Даже в тусклом свете я увидела, как она поджимает губы. На самом деле ее, конечно, пугало то, что работа в Амбигю подходит к концу.
— Найдешь себе что-нибудь другое, — уверенно сказала я. — Ты же сообразительная и работящая.
Когда я сажусь на середину скамейки, консьержка немедленно подсовывает мне под ноги маленькую табуреточку. Предлагает мне программку, но я говорю, что у меня уже есть, и достаю из кармана ту, которую принесла Антуанетта. Консьержка раздосадована. Тогда она протягивает руку и говорит:
— За услуги.
Пару секунд ничего не происходит, и тогда я снимаю ноги с ее скамеечки и отодвигаю ее.
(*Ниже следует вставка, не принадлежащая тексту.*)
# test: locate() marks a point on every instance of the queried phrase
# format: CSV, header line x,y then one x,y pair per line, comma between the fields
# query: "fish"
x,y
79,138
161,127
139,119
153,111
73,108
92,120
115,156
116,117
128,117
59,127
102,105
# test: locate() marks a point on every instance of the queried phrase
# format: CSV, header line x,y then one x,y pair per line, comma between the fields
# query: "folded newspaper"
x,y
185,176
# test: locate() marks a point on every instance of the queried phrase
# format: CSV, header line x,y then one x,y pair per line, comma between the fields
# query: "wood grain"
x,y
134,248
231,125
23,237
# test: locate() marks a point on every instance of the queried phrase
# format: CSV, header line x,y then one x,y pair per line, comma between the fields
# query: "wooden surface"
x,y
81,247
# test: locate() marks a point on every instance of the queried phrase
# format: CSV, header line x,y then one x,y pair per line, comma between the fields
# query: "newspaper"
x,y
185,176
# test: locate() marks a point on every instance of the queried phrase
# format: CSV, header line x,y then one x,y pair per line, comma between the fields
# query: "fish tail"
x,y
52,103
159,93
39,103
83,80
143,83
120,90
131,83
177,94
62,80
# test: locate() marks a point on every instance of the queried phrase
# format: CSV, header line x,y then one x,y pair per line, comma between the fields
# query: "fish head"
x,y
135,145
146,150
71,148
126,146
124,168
Люди, сидящие на этом балконе, не сильно отличаются от меня. У них впалые щеки и кривые зубы. «За услуги», — говорит старая консьержка, заставляя их выворачивать карманы и класть монетки в ее сухую ладонь. Скамеечка достается какой-то женщине, которая, как и я, пришла в двух изношенных шалях вместо пальто.
Когда оркестр занимает свои места, партер уже полон, дамы там одеты в меха, волосы у господ напомажены, а платья консьержек отделаны кружевом. Скамейки же тут, наверху, и на двух других ярусах заняты лавочниками, учителями и клерками. Кажется, что весь Париж пришел посмотреть на «Западню». Антуанетта сказала, что не будет рассказывать мне, о чем пьеса, чтобы не испортить сюрприз. Я знаю только, что Жервеза — бедная хромая прачка, которую бросил негодяй по имени Лантье, и ей пришлось заботиться о себе самой, пока не появился кровельщик Купо.
Я наклоняюсь вперед, не понимая, дернулся ли только что тяжелый занавес, как будто кто-то начал крутить лебедку, или мне показалось.
Наконец занавес раздвигается, люди аплодируют, хотя Жервеза даже не повернулась к зрителям, а смотрит в окно, поджидая Лантье. Тот все не возвращается. Потом Купо заглядывает в дверь и спрашивает у Жервезы, можно ли ему войти.
Вокруг маленького стола стоят три плетеных стула, еще есть железная кровать, комод без ящика и каминная полка с цинковыми подсвечниками и ломбардными квитанциями. Я читала, что это все в точности повторяет то, что описал в своей книге месье Золя. Мне вдруг приходит в голову, что это похоже на нашу собственную комнату, только вот родительская кровать отправилась к старьевщику еще до папиной смерти, а у Антуанетты хватает мозгов прятать квитанции так, чтобы маман их не нашла. Да еще у нас есть буфет, где все шесть ящиков на месте.
Я чуть не падаю со скамейки, когда занавес открывается для второй картины и Антуанетта шарит руками в настоящем корыте, откуда идет настоящий пар, и вытирает пот со лба. Она спрашивает:
— Мыло-то где? Опять сперли?
Все смеются. Все, кроме меня. Я сижу, не понимая, как она удержалась и не рассказала, что у нее роль со словами.
— Это моя сестра, — говорю я даме, которая сидит рядом со мной.
— Та, что про мыло сказала?
Я киваю, и тогда она наклоняется и шепчет что-то на ухо мужчине с нафабренными усами.
Антуанетта снова вытирает лоб, колотит белье, стряхивает пену с рук. Как будто она в прачечной на рю де Дуэ. Я сижу подавшись вперед и жду, когда она скажет что-нибудь еще. Но этого не случается, и скоро занавес скрывает такую знакомую картину прачечной.
Эмиль Абади появляется на сцене в третьей картине, вместе с толпой рабочих. Он идет не так целеустремленно, как Купо, а нога за ногу и даже останавливается подышать на руки. В следующей картине Жервеза и Купо работают день и ночь и зарабатывают достаточно, чтобы Жервеза открыла собственную маленькую прачечную. Я не могу перестать думать про лентяя Эмиля Абади, который ведет Антуанетту в пустую кладовую.